Nilai Aset di Atas Rp 1.000 Triliun, 4 Konglomerasi Ini Kuasai Industri Keuangan RI



KONTAN.CO.ID - JAKARTA. Rancangan revisi aturan terkait Konglomerasi Keuangan (KK) berpotensi menambah jumlah KK yang ada di tanah air. Namun, kondisi tersebut tampaknya tak akan berdampak signifikan pada dominasi segelintir konglomerasi yang selama ini menguasai mayoritas aset industri keuangan. 

Setidaknya, ada empat konglomerasi yang saat ini memiliki jumlah aset yang tergolong besar di atas Rp 1.000 triliun. Jika dijumlahkan, total aset yang dimiliki dari empat konglomerasi ini mencapai Rp 6.663 triliun per 2023, berdasarkan data OJK.

Sebagai informasi, pada periode yang sama, OJK mencatat ada 15 konglomerasi keuangan yang ada di Indonesia. Total aset empat konglomerasi di atas memiliki kontribusi 73,89% dari total aset 15 KK.


Baca Juga: Bakal Ada POJK Baru Terkait Konglomerasi Keuangan, OJK: Jumlahnya Semakin Banyak

Sayangnya, OJK tidak secara terbuka mempublikasikan nama-nama konglomerasi keuangan yang tercatat di Indonesia. Kepala Eksekutif Pengawas Perbankan Dian Ediana Rae beralasan bahwa itu akan berdampak buruk jika nama-nama konglomerasi tersebut dipublikasikan.

Untuk gambaran, Dian bilang konglomerasi keuangan di Indonesia itu bersifat dinamis yang berarti bisa berubah-ubah. Alhasil, jika ada grup yang nantinya keluar dari daftar konglomerasi dikhawatirkan memiliki persepsi buruk di kalangan masyarakat.

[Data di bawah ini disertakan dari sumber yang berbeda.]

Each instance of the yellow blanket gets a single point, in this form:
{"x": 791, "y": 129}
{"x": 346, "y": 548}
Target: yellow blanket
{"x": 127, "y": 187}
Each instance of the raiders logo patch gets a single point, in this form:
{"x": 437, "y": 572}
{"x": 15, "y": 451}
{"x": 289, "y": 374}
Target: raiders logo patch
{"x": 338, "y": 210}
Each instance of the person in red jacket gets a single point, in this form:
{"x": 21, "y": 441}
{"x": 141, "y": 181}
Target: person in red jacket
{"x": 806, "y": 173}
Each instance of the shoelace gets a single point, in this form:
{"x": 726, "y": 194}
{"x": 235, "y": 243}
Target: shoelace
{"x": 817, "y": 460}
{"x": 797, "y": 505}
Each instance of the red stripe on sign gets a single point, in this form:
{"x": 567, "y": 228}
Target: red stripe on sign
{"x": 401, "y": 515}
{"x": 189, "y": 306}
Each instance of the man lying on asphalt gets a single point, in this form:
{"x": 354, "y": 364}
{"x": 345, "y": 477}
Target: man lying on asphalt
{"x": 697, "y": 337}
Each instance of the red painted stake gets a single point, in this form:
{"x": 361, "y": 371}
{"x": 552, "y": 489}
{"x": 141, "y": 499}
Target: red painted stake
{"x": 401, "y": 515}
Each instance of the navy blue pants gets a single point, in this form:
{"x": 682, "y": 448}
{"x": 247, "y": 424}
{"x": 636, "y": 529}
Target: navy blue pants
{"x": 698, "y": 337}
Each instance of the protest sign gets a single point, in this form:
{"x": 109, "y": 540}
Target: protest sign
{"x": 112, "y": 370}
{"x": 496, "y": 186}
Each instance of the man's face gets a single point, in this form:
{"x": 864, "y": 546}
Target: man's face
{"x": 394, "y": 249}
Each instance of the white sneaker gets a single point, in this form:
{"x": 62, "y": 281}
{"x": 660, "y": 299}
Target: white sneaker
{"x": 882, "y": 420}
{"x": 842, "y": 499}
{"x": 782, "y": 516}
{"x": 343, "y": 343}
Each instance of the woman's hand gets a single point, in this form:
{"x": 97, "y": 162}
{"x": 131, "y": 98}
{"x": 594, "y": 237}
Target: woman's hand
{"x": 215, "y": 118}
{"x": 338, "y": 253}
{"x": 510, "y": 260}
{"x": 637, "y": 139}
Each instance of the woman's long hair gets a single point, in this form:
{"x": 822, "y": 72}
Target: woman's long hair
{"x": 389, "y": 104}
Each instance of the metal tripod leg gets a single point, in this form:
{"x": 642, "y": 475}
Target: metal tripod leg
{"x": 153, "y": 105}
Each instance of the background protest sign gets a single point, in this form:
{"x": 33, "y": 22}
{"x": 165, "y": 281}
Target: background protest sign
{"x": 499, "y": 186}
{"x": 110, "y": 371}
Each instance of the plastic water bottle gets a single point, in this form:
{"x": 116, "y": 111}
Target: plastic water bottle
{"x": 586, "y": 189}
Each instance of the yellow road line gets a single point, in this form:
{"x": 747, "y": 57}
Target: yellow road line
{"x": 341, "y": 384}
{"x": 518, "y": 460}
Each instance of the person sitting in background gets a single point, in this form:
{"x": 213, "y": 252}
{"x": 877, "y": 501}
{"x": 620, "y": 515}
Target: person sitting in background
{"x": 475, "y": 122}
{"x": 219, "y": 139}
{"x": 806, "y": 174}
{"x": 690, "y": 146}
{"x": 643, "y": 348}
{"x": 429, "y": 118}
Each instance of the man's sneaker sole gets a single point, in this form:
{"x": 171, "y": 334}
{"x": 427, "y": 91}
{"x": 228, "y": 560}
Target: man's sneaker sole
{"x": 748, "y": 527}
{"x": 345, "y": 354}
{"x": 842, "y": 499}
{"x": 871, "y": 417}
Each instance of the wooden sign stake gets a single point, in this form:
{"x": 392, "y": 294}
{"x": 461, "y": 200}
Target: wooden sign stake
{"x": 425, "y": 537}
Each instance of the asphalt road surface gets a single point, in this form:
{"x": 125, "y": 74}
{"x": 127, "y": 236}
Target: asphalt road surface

“Untuk yang masuk konglomerasi bisa diuntungkan secara persepsi, jadi bisa mengganggu fair competition,” ujar Dian, Senin (13/5).

Terkait dengan Konglomerasi Keuangan ini, Dian tampaknya lebih fokus pada penguatan pengawasan terkait Konglomerasi Keuangan melalui rancangan terbaru. Harapannya, bisa mendorong stabilitas dan pertumbuhan perekonomian nasional.

Baca Juga: OJK Tengah Menyusun Rancangan Aturan Konglomerasi Keuangan Terbaru, Ini Kata Analis

Lebih lanjut, Dian bilang pihaknya melakukan pengawasan secara aktif terhadap Konglomerasi Keuangan itu, baik itu pengawasan on-site maupun off-site yang terkait dengan lingkup pengawasan yang berbasis risiko. 

“Sebagai contoh saja buat perhatian sekalian antara lain risiko transaksi intragrup, risiko kredit, kemudian risiko likuditas, risiko pasar, risiko strategik, hingga risiko asuransi,” ujarnya.